Forms: sorta like oriheme's shun shun reika (or whatever it's called)

Power: like Shun Shun Reika only it's used for attacking only.


----------



## Bankai Goku (Nov 26, 2008)

name: Lee mitsushido

Gender: Male

Age: 17

Physical description: long dark hair, tall, blue eyes, long scar in the torso (explained later).

personality: friendly and popular sometimes disapears secretly to the white tower roof to look at the moon.

History: recently arrived to zaraki's division becomes very popular with girls by his looks and somewhat hated by that, he joined Soul Reapers because of an influencial incident during chilhood with a bount and he thinks that joining S.R. is the best way to find him.

Zanpakutou: Masamune (low originality? I don't care)

Form: 4 arms samurai.

Shikai: only the handgrab is visible, longer and his real reach is invisible by the opponent

Bankai (Kami no Gan Masamune) :faster, user gains glowing wings, again only the handgrab is visibbe for the opponent but the blade becomes flexible.

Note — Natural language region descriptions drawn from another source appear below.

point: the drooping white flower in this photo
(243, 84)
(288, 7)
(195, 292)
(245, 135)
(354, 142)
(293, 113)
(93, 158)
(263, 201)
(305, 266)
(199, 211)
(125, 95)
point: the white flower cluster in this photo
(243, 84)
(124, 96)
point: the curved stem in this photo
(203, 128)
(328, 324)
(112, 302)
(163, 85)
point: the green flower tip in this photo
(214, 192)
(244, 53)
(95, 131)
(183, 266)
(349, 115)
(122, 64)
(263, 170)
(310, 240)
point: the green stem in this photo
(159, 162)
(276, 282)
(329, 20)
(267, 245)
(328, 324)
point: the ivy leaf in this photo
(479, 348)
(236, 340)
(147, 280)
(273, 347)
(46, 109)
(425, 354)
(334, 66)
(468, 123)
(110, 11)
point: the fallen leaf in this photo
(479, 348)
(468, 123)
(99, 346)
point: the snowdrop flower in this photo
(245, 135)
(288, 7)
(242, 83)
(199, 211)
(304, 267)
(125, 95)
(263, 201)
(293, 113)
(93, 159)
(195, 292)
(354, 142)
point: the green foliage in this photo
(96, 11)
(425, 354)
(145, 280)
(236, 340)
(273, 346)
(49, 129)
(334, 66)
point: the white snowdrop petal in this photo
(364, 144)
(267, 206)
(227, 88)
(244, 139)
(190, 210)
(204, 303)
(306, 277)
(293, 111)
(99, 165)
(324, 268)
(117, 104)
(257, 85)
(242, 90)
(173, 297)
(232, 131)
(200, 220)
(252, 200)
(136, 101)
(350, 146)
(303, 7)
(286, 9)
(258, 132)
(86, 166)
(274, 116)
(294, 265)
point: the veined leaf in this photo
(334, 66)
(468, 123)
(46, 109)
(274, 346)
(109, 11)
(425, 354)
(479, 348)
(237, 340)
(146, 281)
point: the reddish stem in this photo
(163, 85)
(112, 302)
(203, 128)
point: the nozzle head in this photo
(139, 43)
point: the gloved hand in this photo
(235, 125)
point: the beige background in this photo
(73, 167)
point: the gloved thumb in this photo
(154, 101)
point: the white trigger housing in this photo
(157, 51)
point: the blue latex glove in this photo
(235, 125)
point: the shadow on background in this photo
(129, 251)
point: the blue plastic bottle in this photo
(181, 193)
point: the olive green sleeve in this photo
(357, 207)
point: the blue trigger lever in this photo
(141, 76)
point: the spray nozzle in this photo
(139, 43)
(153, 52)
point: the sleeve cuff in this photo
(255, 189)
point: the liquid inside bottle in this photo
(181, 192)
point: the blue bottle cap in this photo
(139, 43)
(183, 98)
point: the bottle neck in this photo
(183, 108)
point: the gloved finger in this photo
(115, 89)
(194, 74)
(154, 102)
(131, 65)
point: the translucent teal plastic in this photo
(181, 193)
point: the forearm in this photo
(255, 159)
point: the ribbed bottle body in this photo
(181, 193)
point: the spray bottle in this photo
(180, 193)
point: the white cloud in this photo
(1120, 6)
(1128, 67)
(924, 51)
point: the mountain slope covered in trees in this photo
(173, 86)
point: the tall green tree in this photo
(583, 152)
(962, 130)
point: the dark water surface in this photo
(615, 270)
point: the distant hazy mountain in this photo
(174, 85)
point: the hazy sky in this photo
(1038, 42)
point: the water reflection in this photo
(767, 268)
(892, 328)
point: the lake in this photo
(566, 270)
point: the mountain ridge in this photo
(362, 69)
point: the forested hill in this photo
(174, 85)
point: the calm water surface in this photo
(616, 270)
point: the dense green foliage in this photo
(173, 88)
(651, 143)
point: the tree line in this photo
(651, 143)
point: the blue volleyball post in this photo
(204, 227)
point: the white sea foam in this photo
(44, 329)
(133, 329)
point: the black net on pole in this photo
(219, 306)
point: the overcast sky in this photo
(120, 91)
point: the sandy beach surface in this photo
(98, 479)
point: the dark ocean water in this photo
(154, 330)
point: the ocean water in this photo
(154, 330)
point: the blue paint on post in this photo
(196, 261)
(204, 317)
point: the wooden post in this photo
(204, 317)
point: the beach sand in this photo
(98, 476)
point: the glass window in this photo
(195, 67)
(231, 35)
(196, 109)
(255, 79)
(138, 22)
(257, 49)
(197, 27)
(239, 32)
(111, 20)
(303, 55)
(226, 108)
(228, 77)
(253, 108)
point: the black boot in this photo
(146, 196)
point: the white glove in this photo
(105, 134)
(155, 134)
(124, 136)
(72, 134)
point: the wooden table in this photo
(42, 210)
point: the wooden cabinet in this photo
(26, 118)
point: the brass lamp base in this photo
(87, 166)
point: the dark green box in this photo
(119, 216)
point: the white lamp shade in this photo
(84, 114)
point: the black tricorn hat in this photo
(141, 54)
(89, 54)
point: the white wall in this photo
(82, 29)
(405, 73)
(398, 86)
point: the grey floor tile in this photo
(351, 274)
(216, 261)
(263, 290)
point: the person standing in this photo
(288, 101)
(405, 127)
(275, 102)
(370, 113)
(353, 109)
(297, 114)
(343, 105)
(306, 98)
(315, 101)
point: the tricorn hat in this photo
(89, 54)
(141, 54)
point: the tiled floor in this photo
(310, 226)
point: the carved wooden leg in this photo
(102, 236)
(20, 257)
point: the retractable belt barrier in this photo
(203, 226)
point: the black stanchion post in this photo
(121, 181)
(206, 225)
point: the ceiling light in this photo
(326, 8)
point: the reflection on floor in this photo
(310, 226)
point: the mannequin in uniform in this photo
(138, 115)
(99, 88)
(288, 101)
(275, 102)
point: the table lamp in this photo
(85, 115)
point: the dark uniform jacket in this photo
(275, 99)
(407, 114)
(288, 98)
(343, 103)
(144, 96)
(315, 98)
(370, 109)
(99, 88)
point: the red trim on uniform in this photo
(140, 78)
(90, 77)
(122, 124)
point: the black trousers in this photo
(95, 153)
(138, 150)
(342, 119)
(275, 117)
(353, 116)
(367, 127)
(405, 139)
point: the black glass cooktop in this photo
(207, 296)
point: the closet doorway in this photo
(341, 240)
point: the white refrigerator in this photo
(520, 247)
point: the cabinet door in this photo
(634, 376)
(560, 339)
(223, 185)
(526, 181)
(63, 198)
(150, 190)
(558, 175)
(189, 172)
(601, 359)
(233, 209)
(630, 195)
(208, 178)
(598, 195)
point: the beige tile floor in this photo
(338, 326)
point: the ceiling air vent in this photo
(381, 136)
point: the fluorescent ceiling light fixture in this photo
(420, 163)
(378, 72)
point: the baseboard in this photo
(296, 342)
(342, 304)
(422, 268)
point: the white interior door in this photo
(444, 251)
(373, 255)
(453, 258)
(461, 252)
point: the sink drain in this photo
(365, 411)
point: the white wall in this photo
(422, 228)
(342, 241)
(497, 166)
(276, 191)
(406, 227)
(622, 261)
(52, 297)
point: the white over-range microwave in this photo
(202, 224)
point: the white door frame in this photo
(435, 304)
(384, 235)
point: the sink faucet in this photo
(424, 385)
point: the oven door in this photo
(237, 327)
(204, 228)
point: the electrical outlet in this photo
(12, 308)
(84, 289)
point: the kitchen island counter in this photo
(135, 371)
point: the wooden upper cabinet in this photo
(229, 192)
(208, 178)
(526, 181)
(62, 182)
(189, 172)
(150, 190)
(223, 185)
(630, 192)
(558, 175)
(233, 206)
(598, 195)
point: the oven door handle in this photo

Shinigami abilities: Shakahou, soukatsui.


----------



## Chaos Theory (Dec 8, 2008)

This looks interesting, when is it gonna start?


----------



## jiraiya 58 (Dec 14, 2008)

accepted and when we get 7 people


----------



## Yoona (Jan 17, 2009)

Can I join ? Also can we use canon characters or is it strictly OC?


----------



## Cardboard Tube Knight (Jan 18, 2009)

This thread is dead and hasn't been posted in in over a month? Why rez it when there is another bleach thread right there.


----------



## StrawHat4Life (Jan 18, 2009)

Also this belongs in the OOC section.....or the Landfill really.


----------



## Yoona (Jan 19, 2009)

Sorry I didn't know


----------